To use the CLI for OCR, you must first install and authenticate the CLI with your PHC account. Follow the Getting Started instructions to set up the CLI. If you want to use an API key for authentication, follow the Setting Up API Keys instructions.

Note: The OCR API rate-limiter allows a maximum of 10 create-doc operations per minute.

Note: Use the CLI command lo ocr help to reveal the CLI OCR commands.

Configure Project Settings and Create Search Lists

  1. Enter lo projects list to obtain a list of projects and projects IDs and copy the project ID.
  2. Enter lo ocr get-config <projectId>.

    The command returns OCR configuration details for the project.
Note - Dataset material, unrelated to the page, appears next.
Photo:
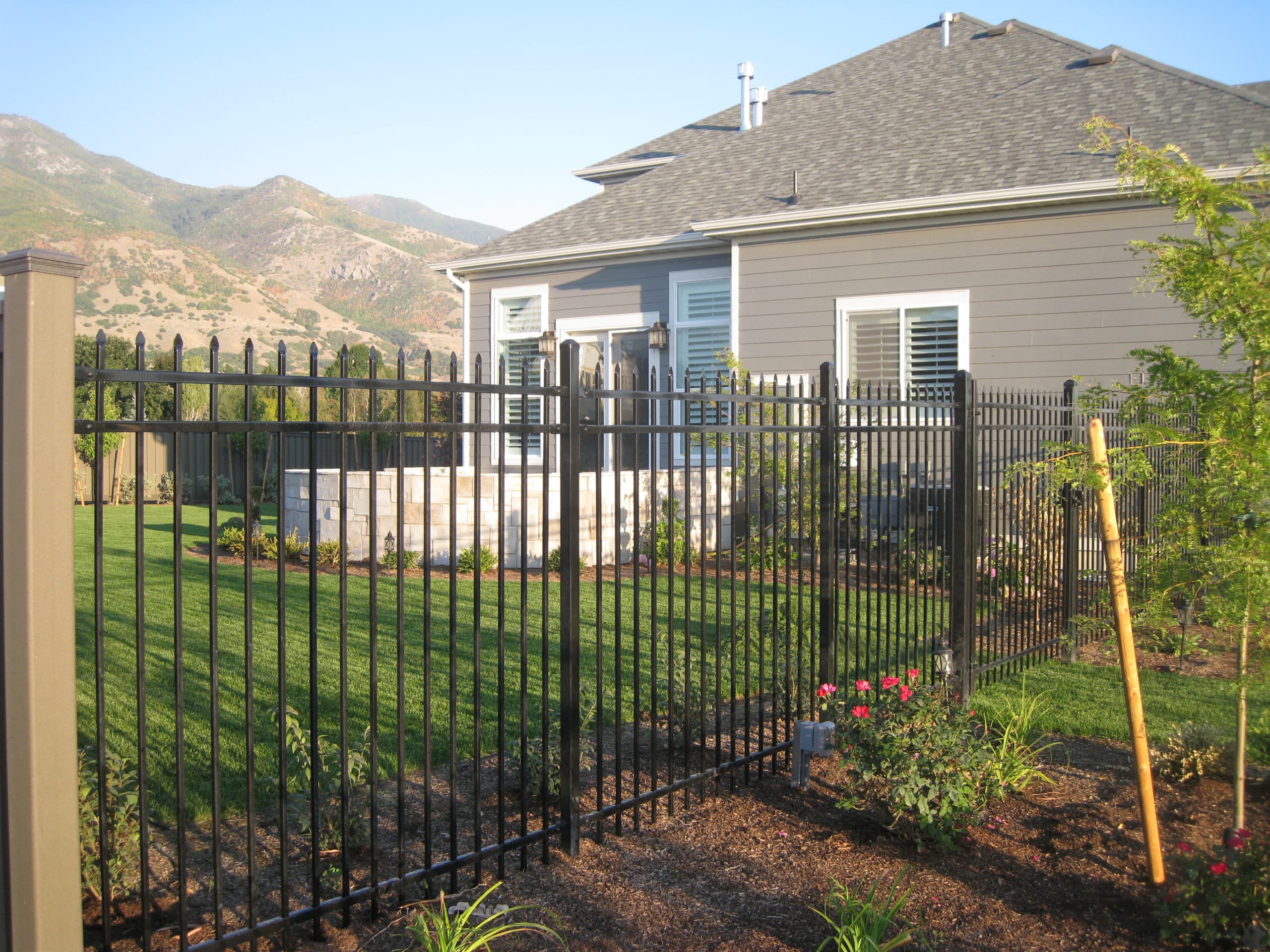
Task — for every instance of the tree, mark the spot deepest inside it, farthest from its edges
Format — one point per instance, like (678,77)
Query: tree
(1206,431)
These details include the OCR settings.

  3. Enter lo ocr create-config <projectId> <setting> '[ON | OFF]' to change an OCR setting. lo ocr create-config --help lists the available settings.

    Example: lo ocr create-config ee64951b-b593-4ba4-a97d-f6a2c0d8cc25 --spell-check-switch 'ON'

  4. Enter lo ocr create-config <projectId> --config-file 'path/to/config.json' to load a JSON configuration file containing search lists and OCR settings.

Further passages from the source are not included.